If the walls had eyes, how would they see?
Wilmer Wilson IV explores the ever-changing relationship between the city and its inhabitants through an intermedia lexicon consisting of performance, photography, and sculpture. Devices associated with public posting and information-sharing feature prominently in his process. His sculptures organized staples as both armor and shroud, obscuring and protecting imagery of unknown figures with near-impenetrable swaths of staples. Now, reducing his compositions to their basic elemental components, Wilson IV acknowledges the interplay of wood and metal as fundamental built-environment materials. This exhibition showcases his mastery of this unique form by elaborating upon the interplay of these materials, removing the photographic image altogether. A love letter to the process, Wilson IV extrapolates while simultaneously simplifying his approach, expanding the lexicon of staple-as-mark. In this new body of work the staple appears as a fully expressive line. Continuing to investigate the relationships between figure and environment, city and dweller, viewer and viewed, Wilson IV speculates impossible infrastructures and anonymous personas as surrogates for his inspection of sociality.
Dense swarms of staples mirror bustling crowds, parting around and merging into structures, junctures, and one another. The staples undulate and settle into the compositions, inciting visually dynamic movement. In some areas, the staples coalesce to reveal a figure, and in others, they skirt negative spaces, hinting at unidentifiable systems of groundwork or construction. Somewhere between drawings and relief sculptures, the exhibition comprises figurative and abstract works that implement staples as both the gesture of portraiture and as the foundations of “quasi-blueprints” denoting architectural structures. The austere nature of the materials heightens this edificial context, as minimally-treated plywood forms the foundations into which the metal fasteners penetrate. The city is undeniably present in the work; inhabitant as both mark and maker of mark, congregations of staples as evidence of dense populations, and topographical inspiration.
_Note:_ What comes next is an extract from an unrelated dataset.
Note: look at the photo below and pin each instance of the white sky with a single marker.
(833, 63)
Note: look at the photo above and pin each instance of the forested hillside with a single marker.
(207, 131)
In consideration of the constructed experience, Wilson IV asserts his method of representation while breaking new ground in his exploration of individual and collective legacy.
WILMER WILSON IV (b. 1989) investigates the marginalization and care of Black bodies in contemporary life. Born in Richmond, VA and based in Philadelphia, Wilson is concerned with “the way that blackness is shaped in and by city space” and interested in “producing possibilities for representation that exist apart from global advertising strategies.” Wilson holds a BFA from Howard University (2012) and an MFA from the University of Pennsylvania (2015). The artist has been part of exhibitions and performances at the African American Museum in Philadelphia, Pennsylvania Academy of the Fine Arts (2023); the Murray Art Museum, Albury Australia (2023); the Rosenwald-Wolf Gallery, University of the Arts, Philadelphia (2022); Hammer Museum, Los Angeles (2021); Philadelphia Museum of Art (2021); New Orleans Museum of Art (2019); New Museum Triennial, NYC (2018); Barnes Foundation, Philadelphia (2017); Flanders Fields Museum, Belgium (2017); Museum of Fine Arts, Boston (2015); and the National Portrait Gallery, Washington, D.C. (2015). His work can be found in the permanent collections of the Baltimore Museum of Art; Crystal Bridges Museum of American Art, Bentonville; The Phillips Collection; the Museum of Fine Arts, Boston, among others.